Screen Shot 2014 02 08 at 15 49 43

The final thing I want to show is drilling down, if you select two nodes in the node overview and push the Dashboard button. You go to the screen where you can request very detailed information about the nodes.

Screen Shot 2014 02 08 at 15 54 58

So how was this possible. The next section discusses the steps to install the pi’s with elasticsearch.

Conclusions

That is it, now you can monitor your elasticsearch cluster running on raspberry pi’s. One thing is clear to me. The raspberry pi’s are not really useful in a production environment for elasticsearch. This was not really a surprise to me. Still it is fun to play around with. In the future I am going to do some experiments, trying to simulate split brain and those can of things. So stay tuned. If you have special requests for my cluster let me know.

3 Responses

  1. May 27, 2014 at 16:55 by Alex

    How many entries did you add and how long does a query take?

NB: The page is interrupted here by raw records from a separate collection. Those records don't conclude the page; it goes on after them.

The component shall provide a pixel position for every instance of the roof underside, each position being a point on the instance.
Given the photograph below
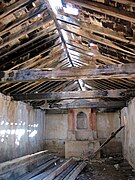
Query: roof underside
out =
(33, 36)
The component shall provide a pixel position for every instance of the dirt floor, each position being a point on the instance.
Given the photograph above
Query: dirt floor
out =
(111, 168)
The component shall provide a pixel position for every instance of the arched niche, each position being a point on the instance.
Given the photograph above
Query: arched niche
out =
(82, 121)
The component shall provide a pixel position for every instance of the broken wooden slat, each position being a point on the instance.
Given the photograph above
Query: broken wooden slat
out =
(74, 173)
(102, 104)
(39, 169)
(101, 72)
(128, 16)
(59, 170)
(118, 93)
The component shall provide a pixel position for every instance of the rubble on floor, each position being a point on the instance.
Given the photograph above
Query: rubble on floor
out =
(110, 168)
(41, 165)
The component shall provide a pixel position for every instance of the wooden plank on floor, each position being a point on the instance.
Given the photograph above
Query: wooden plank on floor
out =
(59, 170)
(39, 169)
(73, 174)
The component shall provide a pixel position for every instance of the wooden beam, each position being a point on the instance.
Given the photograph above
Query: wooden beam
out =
(118, 93)
(94, 28)
(72, 73)
(101, 104)
(87, 34)
(111, 11)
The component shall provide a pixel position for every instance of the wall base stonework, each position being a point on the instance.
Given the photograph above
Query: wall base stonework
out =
(80, 148)
(56, 146)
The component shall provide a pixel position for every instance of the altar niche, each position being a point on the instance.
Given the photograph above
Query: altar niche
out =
(82, 120)
(82, 124)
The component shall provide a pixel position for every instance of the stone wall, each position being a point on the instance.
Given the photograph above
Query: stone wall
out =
(106, 124)
(61, 128)
(128, 135)
(21, 129)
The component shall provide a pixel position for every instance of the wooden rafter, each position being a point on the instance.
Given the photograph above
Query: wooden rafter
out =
(111, 11)
(100, 72)
(118, 93)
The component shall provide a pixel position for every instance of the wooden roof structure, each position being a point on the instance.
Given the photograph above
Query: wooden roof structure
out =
(52, 57)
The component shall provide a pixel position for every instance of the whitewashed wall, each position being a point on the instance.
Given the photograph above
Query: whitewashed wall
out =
(21, 129)
(128, 136)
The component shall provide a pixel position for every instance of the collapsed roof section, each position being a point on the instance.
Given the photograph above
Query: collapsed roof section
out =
(63, 34)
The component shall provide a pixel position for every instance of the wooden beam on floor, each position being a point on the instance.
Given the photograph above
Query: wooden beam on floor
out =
(55, 173)
(100, 72)
(74, 173)
(111, 11)
(118, 93)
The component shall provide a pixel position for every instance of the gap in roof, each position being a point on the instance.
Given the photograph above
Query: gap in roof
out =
(58, 4)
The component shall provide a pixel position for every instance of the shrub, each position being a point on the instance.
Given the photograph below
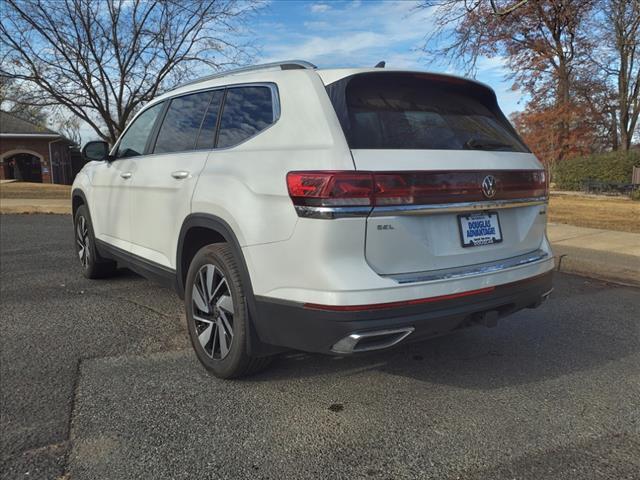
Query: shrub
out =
(606, 167)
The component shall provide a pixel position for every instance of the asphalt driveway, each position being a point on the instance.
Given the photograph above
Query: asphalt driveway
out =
(98, 381)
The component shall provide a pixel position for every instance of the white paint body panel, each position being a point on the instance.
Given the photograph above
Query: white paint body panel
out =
(159, 202)
(432, 242)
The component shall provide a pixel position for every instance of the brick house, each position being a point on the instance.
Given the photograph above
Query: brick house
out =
(35, 154)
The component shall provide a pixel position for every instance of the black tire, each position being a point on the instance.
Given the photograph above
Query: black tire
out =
(222, 318)
(92, 264)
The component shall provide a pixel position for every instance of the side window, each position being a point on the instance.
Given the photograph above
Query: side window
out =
(135, 138)
(207, 136)
(181, 124)
(246, 111)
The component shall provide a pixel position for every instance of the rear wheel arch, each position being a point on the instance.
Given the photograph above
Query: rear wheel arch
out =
(199, 230)
(78, 198)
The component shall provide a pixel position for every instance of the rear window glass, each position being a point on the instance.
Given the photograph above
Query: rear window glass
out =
(181, 124)
(246, 111)
(401, 111)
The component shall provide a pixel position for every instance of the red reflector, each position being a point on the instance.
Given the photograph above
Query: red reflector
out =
(353, 188)
(405, 303)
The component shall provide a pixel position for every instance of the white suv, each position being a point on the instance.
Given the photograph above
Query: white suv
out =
(333, 211)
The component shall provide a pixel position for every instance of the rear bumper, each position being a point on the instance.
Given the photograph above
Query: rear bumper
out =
(296, 326)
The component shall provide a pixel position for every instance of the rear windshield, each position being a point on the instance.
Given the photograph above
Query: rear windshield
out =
(415, 111)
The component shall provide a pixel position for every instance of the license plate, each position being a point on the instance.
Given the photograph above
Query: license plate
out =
(479, 229)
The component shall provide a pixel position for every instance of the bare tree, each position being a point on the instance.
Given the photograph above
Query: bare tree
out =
(542, 41)
(18, 102)
(623, 17)
(103, 59)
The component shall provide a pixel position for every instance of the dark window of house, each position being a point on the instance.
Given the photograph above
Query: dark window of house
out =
(182, 122)
(246, 111)
(402, 111)
(207, 135)
(135, 138)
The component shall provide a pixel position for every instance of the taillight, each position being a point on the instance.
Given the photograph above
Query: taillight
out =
(330, 188)
(349, 188)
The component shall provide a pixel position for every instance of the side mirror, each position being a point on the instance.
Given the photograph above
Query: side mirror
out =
(96, 151)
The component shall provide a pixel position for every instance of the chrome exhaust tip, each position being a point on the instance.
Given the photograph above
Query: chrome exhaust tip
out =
(369, 341)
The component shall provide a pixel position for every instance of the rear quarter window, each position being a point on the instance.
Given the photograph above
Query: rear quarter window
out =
(181, 124)
(246, 112)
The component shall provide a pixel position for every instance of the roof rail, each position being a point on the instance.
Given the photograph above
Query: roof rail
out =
(284, 65)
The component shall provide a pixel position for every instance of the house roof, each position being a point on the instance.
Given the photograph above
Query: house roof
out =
(12, 125)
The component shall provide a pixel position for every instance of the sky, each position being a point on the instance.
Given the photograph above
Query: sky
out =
(359, 33)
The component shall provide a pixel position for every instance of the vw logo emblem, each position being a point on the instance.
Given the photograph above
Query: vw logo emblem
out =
(489, 186)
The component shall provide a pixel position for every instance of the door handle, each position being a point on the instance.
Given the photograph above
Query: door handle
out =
(180, 174)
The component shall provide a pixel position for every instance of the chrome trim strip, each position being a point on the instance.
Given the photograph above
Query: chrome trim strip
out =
(329, 213)
(456, 207)
(478, 269)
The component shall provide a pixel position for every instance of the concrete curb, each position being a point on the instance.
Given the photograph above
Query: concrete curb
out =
(602, 254)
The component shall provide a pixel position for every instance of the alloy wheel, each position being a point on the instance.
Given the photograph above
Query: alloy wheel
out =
(213, 312)
(82, 239)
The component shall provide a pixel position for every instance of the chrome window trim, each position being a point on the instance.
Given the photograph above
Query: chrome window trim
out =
(470, 271)
(329, 213)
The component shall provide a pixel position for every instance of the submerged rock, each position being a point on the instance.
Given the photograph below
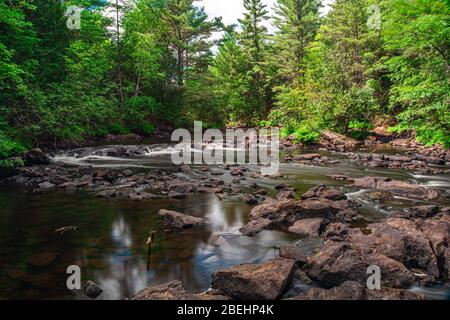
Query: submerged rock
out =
(339, 262)
(284, 213)
(266, 281)
(295, 253)
(42, 259)
(92, 290)
(36, 157)
(309, 227)
(399, 188)
(178, 220)
(172, 290)
(249, 199)
(351, 290)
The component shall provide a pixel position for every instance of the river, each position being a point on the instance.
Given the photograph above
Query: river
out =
(109, 244)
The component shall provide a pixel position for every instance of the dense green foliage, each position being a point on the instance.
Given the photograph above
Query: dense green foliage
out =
(156, 66)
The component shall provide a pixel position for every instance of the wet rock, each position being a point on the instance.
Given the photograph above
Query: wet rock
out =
(182, 186)
(249, 199)
(211, 295)
(402, 240)
(284, 213)
(127, 173)
(336, 232)
(255, 226)
(393, 294)
(286, 194)
(309, 227)
(178, 220)
(261, 192)
(427, 211)
(41, 280)
(401, 188)
(15, 274)
(42, 259)
(380, 196)
(349, 290)
(44, 186)
(339, 177)
(237, 172)
(176, 195)
(308, 157)
(216, 172)
(108, 193)
(266, 281)
(36, 157)
(92, 290)
(186, 169)
(339, 262)
(334, 141)
(295, 253)
(172, 290)
(282, 186)
(324, 192)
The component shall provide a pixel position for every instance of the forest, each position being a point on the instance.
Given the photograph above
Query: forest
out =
(158, 64)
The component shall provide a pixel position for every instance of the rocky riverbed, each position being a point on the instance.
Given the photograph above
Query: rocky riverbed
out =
(310, 232)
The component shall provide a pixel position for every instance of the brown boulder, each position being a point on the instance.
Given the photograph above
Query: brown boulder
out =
(399, 188)
(178, 220)
(309, 227)
(172, 290)
(293, 252)
(324, 192)
(255, 226)
(266, 281)
(343, 261)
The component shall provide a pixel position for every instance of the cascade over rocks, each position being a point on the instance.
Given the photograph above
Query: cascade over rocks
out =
(319, 202)
(266, 281)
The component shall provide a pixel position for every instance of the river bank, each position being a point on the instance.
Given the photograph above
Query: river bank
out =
(382, 205)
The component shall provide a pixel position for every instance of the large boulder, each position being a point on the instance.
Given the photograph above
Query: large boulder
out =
(402, 240)
(309, 227)
(324, 192)
(255, 226)
(351, 290)
(335, 141)
(338, 262)
(321, 202)
(178, 220)
(266, 281)
(36, 157)
(399, 188)
(293, 252)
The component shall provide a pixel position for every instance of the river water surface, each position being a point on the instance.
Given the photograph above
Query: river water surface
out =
(109, 244)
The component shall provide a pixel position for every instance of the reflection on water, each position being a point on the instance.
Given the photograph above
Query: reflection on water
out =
(110, 242)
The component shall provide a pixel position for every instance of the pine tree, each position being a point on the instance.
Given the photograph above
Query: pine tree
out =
(254, 42)
(188, 32)
(297, 22)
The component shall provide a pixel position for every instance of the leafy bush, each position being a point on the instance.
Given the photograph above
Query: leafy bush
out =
(306, 136)
(8, 147)
(11, 163)
(359, 129)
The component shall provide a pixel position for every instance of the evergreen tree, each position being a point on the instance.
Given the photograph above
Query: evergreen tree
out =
(297, 22)
(254, 42)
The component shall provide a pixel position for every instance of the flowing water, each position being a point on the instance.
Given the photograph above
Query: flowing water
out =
(109, 244)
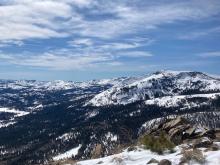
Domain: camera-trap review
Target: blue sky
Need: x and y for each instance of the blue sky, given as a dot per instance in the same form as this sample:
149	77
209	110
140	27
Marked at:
92	39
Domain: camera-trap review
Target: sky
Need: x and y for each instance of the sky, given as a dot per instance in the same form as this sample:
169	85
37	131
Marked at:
92	39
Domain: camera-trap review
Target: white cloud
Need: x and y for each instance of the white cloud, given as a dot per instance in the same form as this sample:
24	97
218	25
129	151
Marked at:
25	19
210	54
200	33
135	54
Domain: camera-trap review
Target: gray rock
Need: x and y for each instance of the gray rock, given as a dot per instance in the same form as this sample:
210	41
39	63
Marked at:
202	143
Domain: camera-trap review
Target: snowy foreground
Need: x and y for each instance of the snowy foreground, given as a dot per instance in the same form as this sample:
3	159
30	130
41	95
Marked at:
142	157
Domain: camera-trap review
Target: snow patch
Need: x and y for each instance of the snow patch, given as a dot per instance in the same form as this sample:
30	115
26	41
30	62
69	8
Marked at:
71	153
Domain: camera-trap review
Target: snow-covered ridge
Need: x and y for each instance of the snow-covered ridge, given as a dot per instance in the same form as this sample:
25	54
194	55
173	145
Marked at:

    • May 29, 2014 at 11:07 by Jettro Coenradie

      I am working with sets of 40000 documents and the queries are fast enough. Usually below 100ms for queries with aggregations in it. Of course the memory is the biggest problem. Therefore elasticsearch can use less caching which does not help the performance.

  2. February 12, 2015 at 23:35 by Stephen

    Might be a bit old now, but have you thought about retrying experiments with the new RPI2?